When you add an AI bot to your robots.txt Disallow list, does it actually stop? The answer varies significantly by crawler — and for at least one major AI bot, the evidence suggests it sometimes doesn’t.

Here’s a practical breakdown of robots.txt compliance across all major AI crawlers, based on official statements and real-world reports.

How robots.txt Works

robots.txt is a plain text file at the root of your domain (yourdomain.com/robots.txt) that tells web crawlers which pages they can and cannot access.

User-agent: GPTBot
Disallow: /

The critical point: robots.txt is voluntary. There is no technical enforcement. A bot can choose to ignore it entirely. The only enforcement mechanism is reputational and legal — companies that ignore robots.txt risk lawsuits and public backlash.

For decades, search engines (Googlebot, Bingbot) have reliably honored robots.txt. The AI bot era has tested this norm.

Compliance by Bot

GPTBot (OpenAI) — Good

Official stance: OpenAI explicitly stated when launching GPTBot in August 2023 that it respects robots.txt Disallow rules.

Real-world reports: Generally consistent with this claim. Webmasters who have blocked GPTBot report successful enforcement within a few days of adding the rule.

Caveat: Data already collected before you added the block may have been used in previous training runs. robots.txt only prevents future crawling.

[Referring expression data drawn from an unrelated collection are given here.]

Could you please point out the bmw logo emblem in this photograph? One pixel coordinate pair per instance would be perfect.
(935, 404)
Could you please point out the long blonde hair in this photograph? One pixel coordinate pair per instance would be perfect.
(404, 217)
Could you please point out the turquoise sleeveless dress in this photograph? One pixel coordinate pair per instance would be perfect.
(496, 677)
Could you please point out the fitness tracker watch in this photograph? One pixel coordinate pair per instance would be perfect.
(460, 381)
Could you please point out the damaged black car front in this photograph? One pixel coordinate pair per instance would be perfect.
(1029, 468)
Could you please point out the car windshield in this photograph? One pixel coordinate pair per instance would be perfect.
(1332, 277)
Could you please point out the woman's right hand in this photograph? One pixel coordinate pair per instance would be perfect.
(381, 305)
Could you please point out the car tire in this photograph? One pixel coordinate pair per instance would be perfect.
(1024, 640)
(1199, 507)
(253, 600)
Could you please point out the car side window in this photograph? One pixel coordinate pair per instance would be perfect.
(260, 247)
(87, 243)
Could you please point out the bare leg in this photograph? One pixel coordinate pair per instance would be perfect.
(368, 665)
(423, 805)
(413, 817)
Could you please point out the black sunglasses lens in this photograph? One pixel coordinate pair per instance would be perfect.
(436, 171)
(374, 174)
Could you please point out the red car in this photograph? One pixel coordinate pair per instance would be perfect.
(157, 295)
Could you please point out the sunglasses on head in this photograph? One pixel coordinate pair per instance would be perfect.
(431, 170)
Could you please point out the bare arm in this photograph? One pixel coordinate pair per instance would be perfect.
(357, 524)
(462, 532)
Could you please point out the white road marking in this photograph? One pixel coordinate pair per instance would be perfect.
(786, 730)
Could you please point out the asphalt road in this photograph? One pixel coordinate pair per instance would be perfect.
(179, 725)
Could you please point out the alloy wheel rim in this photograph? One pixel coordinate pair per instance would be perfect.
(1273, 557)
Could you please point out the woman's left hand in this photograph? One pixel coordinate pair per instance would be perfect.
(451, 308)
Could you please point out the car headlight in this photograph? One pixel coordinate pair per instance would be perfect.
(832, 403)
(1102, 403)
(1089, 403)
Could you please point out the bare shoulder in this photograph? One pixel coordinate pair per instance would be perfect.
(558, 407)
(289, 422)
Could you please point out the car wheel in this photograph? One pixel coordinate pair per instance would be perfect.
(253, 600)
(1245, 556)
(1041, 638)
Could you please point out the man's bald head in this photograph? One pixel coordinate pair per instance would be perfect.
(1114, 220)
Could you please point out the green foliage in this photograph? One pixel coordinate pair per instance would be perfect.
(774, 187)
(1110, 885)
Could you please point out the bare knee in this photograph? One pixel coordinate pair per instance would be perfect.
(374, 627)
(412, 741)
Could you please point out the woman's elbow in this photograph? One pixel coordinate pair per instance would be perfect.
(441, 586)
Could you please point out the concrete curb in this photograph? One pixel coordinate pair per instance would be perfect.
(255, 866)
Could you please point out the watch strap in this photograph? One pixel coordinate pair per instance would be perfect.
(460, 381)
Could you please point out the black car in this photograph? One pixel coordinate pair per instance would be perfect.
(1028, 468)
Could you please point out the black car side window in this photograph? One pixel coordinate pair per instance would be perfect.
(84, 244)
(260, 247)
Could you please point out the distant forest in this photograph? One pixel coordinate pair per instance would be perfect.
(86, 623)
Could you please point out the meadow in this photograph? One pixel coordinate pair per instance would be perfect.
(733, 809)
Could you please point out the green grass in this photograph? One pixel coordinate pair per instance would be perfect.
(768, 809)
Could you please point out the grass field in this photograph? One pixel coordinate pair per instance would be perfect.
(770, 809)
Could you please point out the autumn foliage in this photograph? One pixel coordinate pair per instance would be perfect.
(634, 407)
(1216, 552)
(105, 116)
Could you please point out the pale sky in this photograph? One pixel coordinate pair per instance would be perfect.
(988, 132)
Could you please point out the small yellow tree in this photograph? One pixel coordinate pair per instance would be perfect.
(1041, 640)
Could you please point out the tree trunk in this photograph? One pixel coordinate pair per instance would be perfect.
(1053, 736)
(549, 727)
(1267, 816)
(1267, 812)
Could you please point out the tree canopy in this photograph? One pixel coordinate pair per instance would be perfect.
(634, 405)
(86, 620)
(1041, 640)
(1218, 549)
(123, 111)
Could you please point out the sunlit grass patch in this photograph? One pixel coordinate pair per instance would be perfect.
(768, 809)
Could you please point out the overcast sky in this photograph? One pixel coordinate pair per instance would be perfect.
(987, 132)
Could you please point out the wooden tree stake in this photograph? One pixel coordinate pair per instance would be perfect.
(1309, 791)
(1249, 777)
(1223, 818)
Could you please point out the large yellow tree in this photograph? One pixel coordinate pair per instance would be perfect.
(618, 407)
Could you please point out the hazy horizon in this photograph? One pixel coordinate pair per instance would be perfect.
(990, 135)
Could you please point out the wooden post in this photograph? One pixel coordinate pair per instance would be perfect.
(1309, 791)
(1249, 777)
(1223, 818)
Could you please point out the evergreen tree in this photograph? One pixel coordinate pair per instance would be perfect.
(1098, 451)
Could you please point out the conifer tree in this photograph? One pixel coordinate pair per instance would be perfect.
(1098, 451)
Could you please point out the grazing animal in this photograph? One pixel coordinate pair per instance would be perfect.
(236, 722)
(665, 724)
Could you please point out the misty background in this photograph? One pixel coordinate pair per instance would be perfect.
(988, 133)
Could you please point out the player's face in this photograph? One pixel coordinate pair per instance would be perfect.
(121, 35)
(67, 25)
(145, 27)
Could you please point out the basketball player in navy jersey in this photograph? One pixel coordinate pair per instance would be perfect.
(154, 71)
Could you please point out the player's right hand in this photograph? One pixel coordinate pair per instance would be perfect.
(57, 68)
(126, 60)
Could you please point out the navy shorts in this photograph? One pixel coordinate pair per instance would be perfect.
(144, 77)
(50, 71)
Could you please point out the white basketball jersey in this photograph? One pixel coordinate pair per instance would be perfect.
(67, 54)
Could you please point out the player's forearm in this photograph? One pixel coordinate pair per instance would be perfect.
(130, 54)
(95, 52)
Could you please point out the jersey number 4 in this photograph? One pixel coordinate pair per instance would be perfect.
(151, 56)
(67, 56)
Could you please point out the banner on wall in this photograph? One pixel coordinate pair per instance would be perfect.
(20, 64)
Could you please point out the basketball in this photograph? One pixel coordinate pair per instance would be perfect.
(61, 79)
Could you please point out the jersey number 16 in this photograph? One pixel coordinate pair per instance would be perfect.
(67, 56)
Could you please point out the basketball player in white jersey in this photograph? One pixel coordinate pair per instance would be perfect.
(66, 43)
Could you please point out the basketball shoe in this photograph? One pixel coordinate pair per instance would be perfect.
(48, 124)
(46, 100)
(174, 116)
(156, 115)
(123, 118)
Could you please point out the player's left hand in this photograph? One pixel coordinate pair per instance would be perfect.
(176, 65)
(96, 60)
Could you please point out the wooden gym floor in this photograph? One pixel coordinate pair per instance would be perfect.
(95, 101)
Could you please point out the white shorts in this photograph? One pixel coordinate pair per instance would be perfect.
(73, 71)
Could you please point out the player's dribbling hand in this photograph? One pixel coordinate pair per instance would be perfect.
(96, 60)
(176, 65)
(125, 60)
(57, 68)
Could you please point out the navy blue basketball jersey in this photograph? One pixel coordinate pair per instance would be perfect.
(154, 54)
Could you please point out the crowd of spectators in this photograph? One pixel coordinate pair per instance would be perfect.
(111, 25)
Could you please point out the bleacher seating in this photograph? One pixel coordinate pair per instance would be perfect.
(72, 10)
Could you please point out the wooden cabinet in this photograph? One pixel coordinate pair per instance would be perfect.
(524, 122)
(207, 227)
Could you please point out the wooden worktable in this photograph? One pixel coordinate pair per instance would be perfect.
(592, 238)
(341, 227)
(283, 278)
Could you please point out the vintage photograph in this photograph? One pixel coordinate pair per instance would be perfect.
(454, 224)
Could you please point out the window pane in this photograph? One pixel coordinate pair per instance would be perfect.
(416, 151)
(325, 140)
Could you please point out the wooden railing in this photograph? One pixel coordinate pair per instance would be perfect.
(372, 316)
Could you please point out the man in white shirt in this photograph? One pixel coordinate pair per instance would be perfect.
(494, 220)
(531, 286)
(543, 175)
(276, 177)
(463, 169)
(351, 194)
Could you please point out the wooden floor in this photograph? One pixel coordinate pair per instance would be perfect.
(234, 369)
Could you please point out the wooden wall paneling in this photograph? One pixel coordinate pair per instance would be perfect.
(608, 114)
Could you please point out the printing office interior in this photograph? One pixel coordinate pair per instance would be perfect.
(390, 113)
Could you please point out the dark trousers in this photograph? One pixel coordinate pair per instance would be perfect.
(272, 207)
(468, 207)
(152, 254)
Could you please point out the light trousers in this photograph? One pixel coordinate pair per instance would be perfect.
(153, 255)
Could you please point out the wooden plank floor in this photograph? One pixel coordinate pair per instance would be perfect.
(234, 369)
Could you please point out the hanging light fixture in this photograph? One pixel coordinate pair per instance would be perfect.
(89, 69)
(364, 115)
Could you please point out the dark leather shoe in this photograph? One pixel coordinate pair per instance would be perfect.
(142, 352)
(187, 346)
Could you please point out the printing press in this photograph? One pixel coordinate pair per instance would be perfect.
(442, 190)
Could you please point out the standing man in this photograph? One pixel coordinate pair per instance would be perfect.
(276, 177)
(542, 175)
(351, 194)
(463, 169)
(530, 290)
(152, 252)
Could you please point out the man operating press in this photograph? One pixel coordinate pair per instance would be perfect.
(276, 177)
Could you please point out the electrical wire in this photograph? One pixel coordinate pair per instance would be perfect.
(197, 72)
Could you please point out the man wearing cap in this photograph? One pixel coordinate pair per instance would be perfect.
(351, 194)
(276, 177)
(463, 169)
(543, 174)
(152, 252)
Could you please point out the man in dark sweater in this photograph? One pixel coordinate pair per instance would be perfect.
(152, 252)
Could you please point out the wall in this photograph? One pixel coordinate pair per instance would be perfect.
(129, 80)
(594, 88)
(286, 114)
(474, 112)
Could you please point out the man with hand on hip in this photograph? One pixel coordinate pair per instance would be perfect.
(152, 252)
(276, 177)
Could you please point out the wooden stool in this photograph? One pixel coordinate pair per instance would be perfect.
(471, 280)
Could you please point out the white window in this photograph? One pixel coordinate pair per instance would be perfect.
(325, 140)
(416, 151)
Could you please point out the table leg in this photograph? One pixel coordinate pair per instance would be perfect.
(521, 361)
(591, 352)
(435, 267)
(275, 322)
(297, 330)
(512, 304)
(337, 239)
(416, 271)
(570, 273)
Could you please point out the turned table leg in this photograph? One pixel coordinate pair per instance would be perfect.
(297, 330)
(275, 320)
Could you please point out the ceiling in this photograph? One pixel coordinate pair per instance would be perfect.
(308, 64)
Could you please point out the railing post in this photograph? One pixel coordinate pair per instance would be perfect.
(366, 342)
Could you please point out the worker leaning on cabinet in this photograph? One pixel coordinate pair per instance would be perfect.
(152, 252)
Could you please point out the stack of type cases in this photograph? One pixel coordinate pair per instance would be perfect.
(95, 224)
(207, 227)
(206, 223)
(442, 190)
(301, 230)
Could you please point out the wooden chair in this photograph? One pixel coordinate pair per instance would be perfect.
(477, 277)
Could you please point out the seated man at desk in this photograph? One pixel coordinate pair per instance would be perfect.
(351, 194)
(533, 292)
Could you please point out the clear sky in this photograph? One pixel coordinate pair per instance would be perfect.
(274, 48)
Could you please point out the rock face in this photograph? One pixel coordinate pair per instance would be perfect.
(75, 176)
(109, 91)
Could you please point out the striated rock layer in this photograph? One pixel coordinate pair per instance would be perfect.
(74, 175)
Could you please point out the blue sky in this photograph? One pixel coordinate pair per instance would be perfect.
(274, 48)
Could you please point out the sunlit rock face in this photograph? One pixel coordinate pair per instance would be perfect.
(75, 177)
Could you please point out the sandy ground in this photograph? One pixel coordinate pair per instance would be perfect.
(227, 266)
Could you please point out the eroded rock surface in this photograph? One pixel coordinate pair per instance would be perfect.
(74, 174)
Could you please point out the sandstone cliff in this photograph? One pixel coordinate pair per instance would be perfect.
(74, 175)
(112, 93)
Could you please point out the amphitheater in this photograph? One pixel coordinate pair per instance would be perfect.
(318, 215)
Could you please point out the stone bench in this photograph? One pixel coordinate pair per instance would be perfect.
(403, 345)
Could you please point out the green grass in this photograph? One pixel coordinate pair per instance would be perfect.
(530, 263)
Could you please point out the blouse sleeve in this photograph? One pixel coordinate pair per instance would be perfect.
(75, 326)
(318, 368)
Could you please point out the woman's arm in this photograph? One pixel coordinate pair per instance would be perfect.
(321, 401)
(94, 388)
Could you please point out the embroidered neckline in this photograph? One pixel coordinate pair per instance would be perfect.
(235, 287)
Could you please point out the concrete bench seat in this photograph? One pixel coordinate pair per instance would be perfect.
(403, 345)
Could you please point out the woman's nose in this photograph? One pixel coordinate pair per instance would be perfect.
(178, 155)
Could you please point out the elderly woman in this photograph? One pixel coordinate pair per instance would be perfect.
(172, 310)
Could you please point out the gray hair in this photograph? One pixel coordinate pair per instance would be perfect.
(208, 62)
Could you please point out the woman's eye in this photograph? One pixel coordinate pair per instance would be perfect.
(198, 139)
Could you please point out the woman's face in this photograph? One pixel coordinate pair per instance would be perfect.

Recommendation: robots.txt is sufficient for GPTBot.

User-agent: GPTBot
Disallow: /

ClaudeBot / anthropic-ai (Anthropic) — Good

Official stance: Anthropic has stated that ClaudeBot honors robots.txt.

Real-world reports: Consistent with this — blocking via robots.txt appears effective.

Recommendation: robots.txt is sufficient.

User-agent: ClaudeBot
User-agent: anthropic-ai
Disallow: /

CCBot (Common Crawl) — Good

Official stance: Common Crawl explicitly follows the Robots Exclusion Protocol.

Real-world reports: Generally reliable. Common Crawl has been operating for years and has a track record of compliance.

Caveat: Common Crawl’s historical archive (going back to 2007) contains data from before widespread blocking. Historical data is already out there — blocking now only affects future crawls.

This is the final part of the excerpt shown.